Best and worst of times - plus the possibility of Clinton-Bush rematch
America: Few events could equal the sense of being at the epicentre of history in Chicago on election right
I felt a certain empathy for both candidates when the seemingly endless succession of airports, hotel rooms and campaign rallies ground to a halt on Wednesday morning.
President Obama, not a man prone to public displays of emotion, shed tears when thanking campaign staff in Chicago. That’s what people do when they’re tired.
As he disappears into the black hole of failed presidential candidates, Mitt Romney must be wondering what he’ll do with his life. Romney’s conservative fiscal instincts kicked in at the hour of defeat. By the time staff took taxis home from his concession speech, their campaign credit cards had already been cut off.
The campaign gave me some of the best and worst times I’ve known as a reporter. Few events could equal that sense of being at the epicentre of history in Chicago on election night. I’d been sorry to miss the 2008 celebration, but perhaps this one was better. Hope restored after trials and tribulations is coated with a patina of bittersweetness.
My worst moments also coincided with an Obama speech, through no fault of his. I covered the last two nights of the Democratic convention in Charlotte in a haze of codeine painkillers, from a Ramada Inn with peeling wallpaper and cockroaches, after tearing the ligaments in my right ankle.
When Romney’s “47 per cent video” was released in September, I recalled Bruce Perrault, a retired teacher I met at a Romney rally in New Hampshire last January. Perrault expressed disgust with the 47 per cent of Americans who don’t pay income tax.
The idea was obviously percolating in Republican circles.

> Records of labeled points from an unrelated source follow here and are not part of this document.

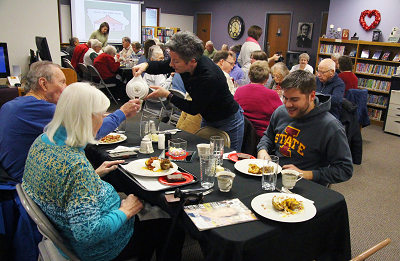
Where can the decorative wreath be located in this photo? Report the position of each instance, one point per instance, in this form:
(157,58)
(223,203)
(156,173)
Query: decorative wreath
(370,14)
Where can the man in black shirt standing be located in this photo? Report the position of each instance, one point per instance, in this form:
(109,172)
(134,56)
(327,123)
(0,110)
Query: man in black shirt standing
(204,81)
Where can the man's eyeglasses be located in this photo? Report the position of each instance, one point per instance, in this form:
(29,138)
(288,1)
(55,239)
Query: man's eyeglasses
(231,63)
(323,72)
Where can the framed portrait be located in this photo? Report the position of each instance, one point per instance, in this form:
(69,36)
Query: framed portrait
(304,34)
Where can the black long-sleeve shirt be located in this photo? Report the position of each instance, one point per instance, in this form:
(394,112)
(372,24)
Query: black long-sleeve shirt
(207,87)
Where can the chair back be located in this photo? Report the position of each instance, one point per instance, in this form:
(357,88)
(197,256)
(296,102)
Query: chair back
(207,132)
(8,94)
(45,227)
(70,75)
(85,72)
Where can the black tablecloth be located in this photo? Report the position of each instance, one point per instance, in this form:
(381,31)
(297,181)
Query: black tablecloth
(324,237)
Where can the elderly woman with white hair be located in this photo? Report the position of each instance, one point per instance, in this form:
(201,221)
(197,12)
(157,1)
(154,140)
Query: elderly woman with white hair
(303,64)
(86,210)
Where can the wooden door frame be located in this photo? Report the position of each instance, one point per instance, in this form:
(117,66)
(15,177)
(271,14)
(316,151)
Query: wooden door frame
(266,28)
(195,22)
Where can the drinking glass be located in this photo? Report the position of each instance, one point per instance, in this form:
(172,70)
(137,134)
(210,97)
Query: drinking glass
(269,172)
(217,148)
(207,170)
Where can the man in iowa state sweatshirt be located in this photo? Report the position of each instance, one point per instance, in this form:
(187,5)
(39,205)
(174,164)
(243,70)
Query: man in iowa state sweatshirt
(305,136)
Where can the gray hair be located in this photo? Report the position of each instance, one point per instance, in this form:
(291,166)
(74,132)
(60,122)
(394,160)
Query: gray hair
(38,70)
(75,108)
(126,39)
(109,49)
(187,45)
(154,51)
(301,80)
(305,56)
(280,67)
(95,43)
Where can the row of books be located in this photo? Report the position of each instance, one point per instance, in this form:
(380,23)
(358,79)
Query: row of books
(377,100)
(374,84)
(377,55)
(330,48)
(377,69)
(374,114)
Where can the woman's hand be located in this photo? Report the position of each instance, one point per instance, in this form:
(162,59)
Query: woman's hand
(108,166)
(139,69)
(158,91)
(131,206)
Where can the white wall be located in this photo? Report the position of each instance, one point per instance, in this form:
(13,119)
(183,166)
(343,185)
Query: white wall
(22,21)
(183,22)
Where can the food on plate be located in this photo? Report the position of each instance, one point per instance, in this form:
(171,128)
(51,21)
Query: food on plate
(110,138)
(175,178)
(176,152)
(255,169)
(243,156)
(287,204)
(156,164)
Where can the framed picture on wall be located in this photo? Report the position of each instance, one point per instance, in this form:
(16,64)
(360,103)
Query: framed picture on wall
(304,34)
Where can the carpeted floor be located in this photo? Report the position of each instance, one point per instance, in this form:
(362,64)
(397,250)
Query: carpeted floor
(371,196)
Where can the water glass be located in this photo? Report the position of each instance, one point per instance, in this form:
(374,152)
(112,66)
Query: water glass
(269,172)
(207,170)
(217,148)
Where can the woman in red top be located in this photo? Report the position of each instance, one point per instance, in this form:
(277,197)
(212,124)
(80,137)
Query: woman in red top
(257,101)
(348,77)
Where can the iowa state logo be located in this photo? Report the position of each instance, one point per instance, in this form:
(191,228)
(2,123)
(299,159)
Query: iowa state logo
(289,143)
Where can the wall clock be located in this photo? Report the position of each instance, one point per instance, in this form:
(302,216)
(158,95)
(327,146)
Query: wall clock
(236,27)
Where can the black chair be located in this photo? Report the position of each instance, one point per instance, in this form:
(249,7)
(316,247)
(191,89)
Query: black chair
(85,72)
(101,84)
(51,237)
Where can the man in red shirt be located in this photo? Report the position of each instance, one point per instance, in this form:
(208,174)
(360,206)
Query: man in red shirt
(79,52)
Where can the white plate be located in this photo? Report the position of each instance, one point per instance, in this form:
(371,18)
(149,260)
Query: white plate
(243,166)
(123,137)
(262,204)
(138,167)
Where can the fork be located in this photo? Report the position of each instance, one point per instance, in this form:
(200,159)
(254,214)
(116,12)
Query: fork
(287,191)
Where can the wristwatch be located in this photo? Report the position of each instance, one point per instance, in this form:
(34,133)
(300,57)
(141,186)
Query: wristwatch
(169,96)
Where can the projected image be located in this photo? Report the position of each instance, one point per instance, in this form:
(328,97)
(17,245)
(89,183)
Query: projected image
(124,19)
(115,19)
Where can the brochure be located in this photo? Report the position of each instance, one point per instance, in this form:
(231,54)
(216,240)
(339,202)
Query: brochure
(377,54)
(365,54)
(218,214)
(386,56)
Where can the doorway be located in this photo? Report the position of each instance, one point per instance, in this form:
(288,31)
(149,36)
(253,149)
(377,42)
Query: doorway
(277,36)
(203,27)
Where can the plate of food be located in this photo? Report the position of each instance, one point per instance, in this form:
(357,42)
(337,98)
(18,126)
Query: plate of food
(289,208)
(253,167)
(152,167)
(113,138)
(235,157)
(177,178)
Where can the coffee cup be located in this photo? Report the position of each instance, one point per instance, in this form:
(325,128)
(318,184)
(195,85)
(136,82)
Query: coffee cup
(203,149)
(290,177)
(225,180)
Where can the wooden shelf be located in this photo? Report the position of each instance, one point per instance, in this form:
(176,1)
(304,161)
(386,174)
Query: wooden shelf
(373,90)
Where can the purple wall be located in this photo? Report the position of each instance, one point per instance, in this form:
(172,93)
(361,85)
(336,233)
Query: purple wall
(389,10)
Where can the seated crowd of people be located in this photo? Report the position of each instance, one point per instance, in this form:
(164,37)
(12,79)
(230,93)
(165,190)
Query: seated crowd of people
(295,114)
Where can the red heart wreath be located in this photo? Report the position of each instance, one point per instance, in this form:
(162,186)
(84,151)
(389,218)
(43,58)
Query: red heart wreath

I heard Obama called a communist Muslim, and Romney a fascist. I learned not to object to such nonsense; it made interviewees snap shut like clams. Romney rallies offered surreal moments: women in dirndls serving strudel to the sound of polka music in little Bavaria; the candidate boasting to an empty football stadium in Detroit that “my wife drives a couple of Cadillacs”.
There was humour too. Arriving at a Tea Party rally in a Michigan backwater on a cold night, I was greeted by a half-dozen youths brandishing “Don’t Believe the Liberal Media” placards. “I am the liberal media,” I blurted out, and we laughed together. They weren’t ideologues at all; just hard-up college students turned mercenaries for a right-wing group in Virginia.
A Tea Party activist in Florida said No to an interview because he’d read my reporting on the internet and didn’t like it. Right-wing candidates did not respond to interview requests, I suspect for the same reason.